Iran baru saja lolos dari embargo senjata PBB selama 13 tahun dan ingin menambah persenjataan militernya. Salah satu yang santer dikabarkan adalah Teheran ingin mengakuisi jet tempur J-10 guna menambal kekuatan udaranya yang diisi jet-jet tempur tua. Tetapi China, meski cukup semangat menjual jet tempur tersebut, terlihat enggan melepasnya untuk Iran. Lantas apa masalahnya?
Zhou Chenming, seorang analis pertahanan yang berbasis di Beijing mengatakan kepada South China Morning Post bahwa Iran tidak dapat membayar pesawat yang dibelinya dengan dolar atau euro secara tunai ke China. Sebaliknya, Teheran lebih suka menggunakan minyak dan gas alam sebagai alat barter.
Di sisi lain, China telah mengumpulkan cadangan energi yang sangat besar dan ingin menghasilkan uang melalui kesepakatan senjata. Kesepakatan itu akan lebih menarik jika Iran menawarkan uang tunai tetapi serangkaian kendala ekonomi mencegah Teheran melakukannya.
Chengdu J-10 adalah jet tempur ringan multi-peran bermesin tunggal yang mampu melakukan operasi segala cuaca. Pesawat sebagian besar dirancang untuk pertempuran udara-ke-udara tetapi juga cocok untuk misi serangan darat. Dibandingkan dengan buatan Rusia, Eropa, dan Amerika, J-10 China dilaporkan sebagai jet tempur termurah di kelasnya yang tersedia di pasar.
Didukung oleh mesin Rusia yang memberikan daya dorong statis maksimum sekitar 123 kN, sayap delta canard J-10C adalah versi yang ditingkatkan dari pendahulunya. Pesawat telah menggunakan radar AESA dan terbuat dari bahan komposit untuk kekuatan tinggi dan bobot yang lebih rendah.

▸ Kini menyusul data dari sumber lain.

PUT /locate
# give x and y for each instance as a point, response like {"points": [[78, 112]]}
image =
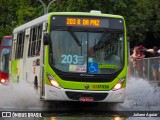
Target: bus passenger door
{"points": [[25, 53]]}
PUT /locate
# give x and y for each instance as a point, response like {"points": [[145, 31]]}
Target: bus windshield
{"points": [[99, 52], [7, 42], [4, 63]]}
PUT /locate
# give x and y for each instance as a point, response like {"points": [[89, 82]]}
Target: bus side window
{"points": [[35, 41]]}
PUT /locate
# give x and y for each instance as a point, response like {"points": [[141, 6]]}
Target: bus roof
{"points": [[45, 18]]}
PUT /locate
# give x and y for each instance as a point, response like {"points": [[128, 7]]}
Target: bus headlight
{"points": [[119, 84], [2, 80], [53, 81]]}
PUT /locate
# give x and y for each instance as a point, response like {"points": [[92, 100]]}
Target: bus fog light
{"points": [[53, 81]]}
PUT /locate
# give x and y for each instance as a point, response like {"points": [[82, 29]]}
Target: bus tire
{"points": [[36, 83]]}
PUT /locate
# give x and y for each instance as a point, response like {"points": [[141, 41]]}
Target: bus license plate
{"points": [[86, 99]]}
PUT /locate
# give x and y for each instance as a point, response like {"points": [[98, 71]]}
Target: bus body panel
{"points": [[56, 94]]}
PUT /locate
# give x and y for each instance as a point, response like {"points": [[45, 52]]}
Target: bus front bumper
{"points": [[55, 94]]}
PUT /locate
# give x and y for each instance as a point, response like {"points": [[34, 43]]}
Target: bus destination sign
{"points": [[86, 22], [83, 22]]}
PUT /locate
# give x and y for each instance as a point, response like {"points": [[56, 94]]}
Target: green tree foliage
{"points": [[142, 16]]}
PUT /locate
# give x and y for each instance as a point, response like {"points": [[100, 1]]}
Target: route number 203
{"points": [[69, 59]]}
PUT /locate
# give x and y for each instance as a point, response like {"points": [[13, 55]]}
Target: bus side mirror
{"points": [[47, 39]]}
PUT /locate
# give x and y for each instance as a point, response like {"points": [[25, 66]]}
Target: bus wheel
{"points": [[36, 83]]}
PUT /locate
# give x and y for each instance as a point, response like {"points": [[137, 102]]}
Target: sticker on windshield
{"points": [[109, 66], [72, 59], [77, 68], [92, 67]]}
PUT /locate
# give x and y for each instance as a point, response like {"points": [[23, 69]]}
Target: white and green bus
{"points": [[72, 56]]}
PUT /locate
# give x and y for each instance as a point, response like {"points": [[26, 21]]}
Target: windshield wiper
{"points": [[75, 37]]}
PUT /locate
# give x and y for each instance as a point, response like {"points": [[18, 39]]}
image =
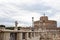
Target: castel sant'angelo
{"points": [[43, 29]]}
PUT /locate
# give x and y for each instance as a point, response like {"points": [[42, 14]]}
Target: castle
{"points": [[43, 29]]}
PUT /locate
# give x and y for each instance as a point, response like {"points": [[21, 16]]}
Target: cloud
{"points": [[24, 10]]}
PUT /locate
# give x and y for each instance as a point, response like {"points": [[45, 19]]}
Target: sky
{"points": [[23, 11]]}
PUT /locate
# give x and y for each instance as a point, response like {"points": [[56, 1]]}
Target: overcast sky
{"points": [[23, 10]]}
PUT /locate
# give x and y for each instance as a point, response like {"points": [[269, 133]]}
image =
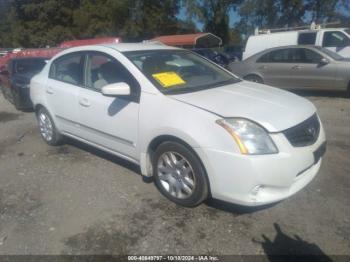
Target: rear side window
{"points": [[307, 38], [277, 56], [335, 39], [68, 69], [305, 56], [29, 66]]}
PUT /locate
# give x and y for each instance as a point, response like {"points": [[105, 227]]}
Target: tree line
{"points": [[39, 23]]}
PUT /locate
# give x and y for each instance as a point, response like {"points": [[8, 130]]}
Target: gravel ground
{"points": [[74, 199]]}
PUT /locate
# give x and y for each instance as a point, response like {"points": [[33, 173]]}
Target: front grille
{"points": [[304, 134]]}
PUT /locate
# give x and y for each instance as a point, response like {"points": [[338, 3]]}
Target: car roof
{"points": [[30, 58], [125, 47]]}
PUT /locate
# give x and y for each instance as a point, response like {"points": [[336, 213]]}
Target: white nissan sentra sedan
{"points": [[196, 128]]}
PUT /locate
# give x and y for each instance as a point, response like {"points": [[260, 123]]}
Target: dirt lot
{"points": [[74, 199]]}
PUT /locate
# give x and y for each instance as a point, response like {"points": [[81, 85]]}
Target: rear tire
{"points": [[179, 175], [47, 128], [254, 78]]}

Iran telah menawarkan kesepakatan barter ke China karena tidak ingin membuang cadangan devisa yang berharga. Sebelumnya ada desas-desus Iran yang menerima bantuan keuangan senilai US$3 miliar yang diberikan oleh Qatar, tetapi mengingat deflasi mata uang nasionalnya baru-baru ini, sepertinya kabar itu tidak benar.
Kesepakatan barter sedang diupayakan dalam konteks Perjanjian Kerja Sama Strategis China-Iran selama 25 tahun yang ditandatangani pada 26 Maret 2021 ini. Menurut The Diplomat, eski kesepakatan itu tidak menyebutkan konsesi militer besar-besaran, masih ada ruang untuk hubungan militer lebih lanjut di dalamnya,.
Prioritas China harus melewati dampak perang dagang dengan Amerika dan krisis COVID, menurut Ni Lexiong, seorang ahli militer yang berbasis di Shanghai. Indonesia sudah memiliki pasokan minyak dan gas yang cukup stabil di lingkungan di mana harga sumber daya ini tetap turun.
Selain itu China juga harus berhati-hati meningkatkan hubungan militer dengan Iran akan memberi sinyal tidak baik kepada Israel dan negara-negara Arab di kawasan itu. Abdullah Al Junaid, pakar strategis dari Bahrain menyebut China menyadari kepentingannya mungkin berisiko jika terlalu dalam melakukan hubungan dengan Iran. Arab Saudi, Uni Emirat Arab selama ini juga dikenal sebagai mitra dagang besar bagi China. Sementara dua negara tersebut berseberangan dengan Iran.
Namun keterlibatan dengan Iran disisi lain juga bisa mengkikis hegemoni Amerika. Jon Alterman, wakil presiden senior di Pusat Kajian Strategis dan Internasional menyatakan bahwa Iran yang lebih kuat akan bertindak sebagai pelapis yang berguna bagi Beijing dengan membuat Angkatan Laut Amerika lebih sibuk di Teluk daripada di kawasan Indo-Pasifik.